A luz de Penha nasce para todos, mas falta-lhe sombra e água fresca
Adeildo Vieira
O sol nasce
para todos, a sombra é que é privilégio de poucos. Então, viva a generosidade
da artista popular Penha Cirandeira, que junto com membros de sua família
distribui a luz que vem da força do seu batuque e do céu de sua garganta na
“Ciranda Raio de Sol”, nome dado à sua apresentação festeira. Trata-se do som que nasce para todos, irradiado do
sotaque do seu tambor de corda e das melodias traçadas pelo timbre rasgado de
sua voz, que vibra em nosso corpo e leva luz para a alma de todo aquele que se
permita à dança em praças sem fronteiras. Mas a essa mulher falta abrigo que
lhe traga o conforto da justa sombra. Falta-lhe a água fresca capaz matar sua
sede de justiça. Essa artista popular, gigante em sua arte de viver, não foge a
uma regra cruel. Vive de qualquer labuta, menos de sua arte.
Só mesmo quem
viu o vigor dessa cirandeira no exercício de sua “brincadeira” é capaz de
entender a força de uma grande mulher em seu ofício de distribuir alegria. Quem
nunca cantou e tocou um instrumento percussivo ao mesmo tempo também não
entenderá a complexidade desse feito. Penha faz tudo isso com a força que a
vida lhe deu na sua luta pela sobrevivência e que a conduziu - e até hoje
conduz - por difíceis labutas, entre campos e cidades, de roçados à peregrinação de ruas na cata de lixo para
reciclagem. E toda essa história de vida é traduzida na crueza da sua voz, como
uma foice cega capaz de cortar a cana que faz o melhor mel. Foice feita de aço
que não quebra. A voz de Penha ecoa nos ouvidos da nossa existência nordestina.
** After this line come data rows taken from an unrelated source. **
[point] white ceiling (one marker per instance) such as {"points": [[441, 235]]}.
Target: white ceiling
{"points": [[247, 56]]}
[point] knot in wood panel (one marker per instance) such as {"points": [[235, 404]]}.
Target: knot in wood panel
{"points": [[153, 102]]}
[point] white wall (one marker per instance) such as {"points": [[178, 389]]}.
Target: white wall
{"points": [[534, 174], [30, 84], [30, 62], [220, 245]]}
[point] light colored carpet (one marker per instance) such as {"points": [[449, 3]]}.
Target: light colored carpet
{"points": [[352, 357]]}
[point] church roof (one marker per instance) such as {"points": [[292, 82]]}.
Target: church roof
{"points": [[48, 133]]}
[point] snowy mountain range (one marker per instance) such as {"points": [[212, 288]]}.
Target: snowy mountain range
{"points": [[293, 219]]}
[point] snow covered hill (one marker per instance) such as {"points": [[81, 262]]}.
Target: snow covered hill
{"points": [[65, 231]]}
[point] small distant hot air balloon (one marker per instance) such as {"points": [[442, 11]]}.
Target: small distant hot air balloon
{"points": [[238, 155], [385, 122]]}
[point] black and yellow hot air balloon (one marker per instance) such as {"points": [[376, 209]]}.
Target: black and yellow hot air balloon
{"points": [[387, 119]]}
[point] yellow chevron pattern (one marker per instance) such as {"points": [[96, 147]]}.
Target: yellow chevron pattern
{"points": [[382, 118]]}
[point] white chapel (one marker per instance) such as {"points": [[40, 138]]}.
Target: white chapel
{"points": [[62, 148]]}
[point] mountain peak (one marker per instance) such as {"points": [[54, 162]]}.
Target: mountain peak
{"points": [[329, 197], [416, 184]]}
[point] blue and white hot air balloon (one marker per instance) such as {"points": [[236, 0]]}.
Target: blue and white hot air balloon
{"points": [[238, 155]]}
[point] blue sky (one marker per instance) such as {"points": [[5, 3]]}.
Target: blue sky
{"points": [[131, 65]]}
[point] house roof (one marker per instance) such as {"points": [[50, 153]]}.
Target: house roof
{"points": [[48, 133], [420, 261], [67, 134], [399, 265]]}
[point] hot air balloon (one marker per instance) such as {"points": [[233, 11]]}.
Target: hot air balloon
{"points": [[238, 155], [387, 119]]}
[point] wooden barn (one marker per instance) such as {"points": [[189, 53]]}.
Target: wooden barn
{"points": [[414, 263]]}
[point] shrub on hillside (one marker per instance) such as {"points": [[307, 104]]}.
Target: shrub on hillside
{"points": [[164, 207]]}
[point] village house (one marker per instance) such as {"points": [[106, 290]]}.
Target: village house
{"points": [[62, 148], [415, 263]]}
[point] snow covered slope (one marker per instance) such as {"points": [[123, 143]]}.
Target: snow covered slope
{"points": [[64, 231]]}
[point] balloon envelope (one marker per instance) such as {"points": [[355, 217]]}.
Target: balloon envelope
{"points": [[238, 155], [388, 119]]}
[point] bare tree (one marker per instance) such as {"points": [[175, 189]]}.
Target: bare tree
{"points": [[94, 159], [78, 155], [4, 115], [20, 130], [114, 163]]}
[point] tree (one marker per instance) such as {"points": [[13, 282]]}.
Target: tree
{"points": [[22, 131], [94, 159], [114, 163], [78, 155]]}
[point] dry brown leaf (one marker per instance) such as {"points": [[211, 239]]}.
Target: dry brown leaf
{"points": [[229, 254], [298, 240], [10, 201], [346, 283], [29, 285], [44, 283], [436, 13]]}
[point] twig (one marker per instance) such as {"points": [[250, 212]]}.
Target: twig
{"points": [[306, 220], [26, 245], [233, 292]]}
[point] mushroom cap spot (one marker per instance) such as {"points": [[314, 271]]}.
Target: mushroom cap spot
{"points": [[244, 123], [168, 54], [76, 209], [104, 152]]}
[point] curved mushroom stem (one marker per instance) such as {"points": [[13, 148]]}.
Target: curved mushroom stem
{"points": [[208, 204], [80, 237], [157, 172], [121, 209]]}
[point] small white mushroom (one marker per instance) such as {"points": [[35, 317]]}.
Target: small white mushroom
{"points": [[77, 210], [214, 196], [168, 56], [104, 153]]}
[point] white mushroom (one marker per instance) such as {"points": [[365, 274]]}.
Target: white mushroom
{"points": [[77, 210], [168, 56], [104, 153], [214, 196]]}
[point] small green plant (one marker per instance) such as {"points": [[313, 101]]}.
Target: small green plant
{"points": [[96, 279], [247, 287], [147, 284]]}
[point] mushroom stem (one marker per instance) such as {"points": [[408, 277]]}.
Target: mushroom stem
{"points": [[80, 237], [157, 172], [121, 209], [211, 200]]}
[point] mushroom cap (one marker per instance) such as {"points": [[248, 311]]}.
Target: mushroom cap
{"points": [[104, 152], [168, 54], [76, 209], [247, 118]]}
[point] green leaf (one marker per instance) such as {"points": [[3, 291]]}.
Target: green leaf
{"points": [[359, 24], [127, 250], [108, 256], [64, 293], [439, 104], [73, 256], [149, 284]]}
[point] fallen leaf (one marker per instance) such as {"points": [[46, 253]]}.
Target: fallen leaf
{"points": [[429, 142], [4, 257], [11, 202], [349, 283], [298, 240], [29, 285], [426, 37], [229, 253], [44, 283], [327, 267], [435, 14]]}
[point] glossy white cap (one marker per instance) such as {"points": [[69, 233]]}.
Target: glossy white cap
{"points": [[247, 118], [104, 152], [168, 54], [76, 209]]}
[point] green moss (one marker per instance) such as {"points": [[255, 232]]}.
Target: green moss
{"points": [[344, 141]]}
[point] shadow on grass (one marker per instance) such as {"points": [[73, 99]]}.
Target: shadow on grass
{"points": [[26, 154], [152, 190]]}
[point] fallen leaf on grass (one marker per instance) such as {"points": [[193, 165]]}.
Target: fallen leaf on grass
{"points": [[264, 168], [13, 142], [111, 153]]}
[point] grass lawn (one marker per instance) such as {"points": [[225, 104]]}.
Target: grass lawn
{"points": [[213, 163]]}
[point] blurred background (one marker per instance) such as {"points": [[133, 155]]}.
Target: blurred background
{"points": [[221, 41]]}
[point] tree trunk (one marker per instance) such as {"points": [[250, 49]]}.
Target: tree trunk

Uma existência bailada no coco de roda.
Há uns quatro
anos, eu e o professor da UFPB Carmélio Reynaldo produzimos um CD para
divulgação da obra de Penha Cirandeira. Criamos o selo “Raízes da Alma”, que
resultou no lançamento deste produto, além do CD de Vó Mera, outra maravilhosa
expressão da cena da nossa cultura
popular. O projeto foi patrocinado pela Funjope e pela UFPB. O objetivo
dessa ideia é, não só divulgar, mas trazer mais uma fonte de renda às artistas
do meio popular, onde o foco de luz não chega. O produto é vendido por elas
próprias.
Hoje, ainda
com alguns CDs em mãos, as cirandeiras
clamam por espaço e reconhecimento. Penha, que certa vez já ameaçou
vender seus tambores e aposentar sua iluminada expressão festeira, continua
ganhando a vida em roçados, onde trabalha de aluguel sob os escaldantes raios
de sol, apesar de enfrentar problemas delicados de saúde. Mas, para nossa
alegria, seu tambor ainda soa, batendo com a força renitente de seu coração.
Eis aqui um
convite praquele que ainda não dançou a “Ciranda Raio de Sol” de Penha
Cirandeira. Permita-se cair na dança que evoca todos os cantos da nossa
Parahyba, embalados no coco de roda e na ciranda. Mas, para isso, experimente
convidar essa mulher guerreira e iluminada para enfeitar sua festa. Ou cobre
sua presença em festas públicas. Permita-se a esse deleite e sua festa nunca
mais será a mesma, assim como a vida
dessa mulher cheia de sol.
Pra quem se
propõe a transformar a dureza da vida em bailado, a felicidade urge. No caso de
Penha, há muito que já passou da hora.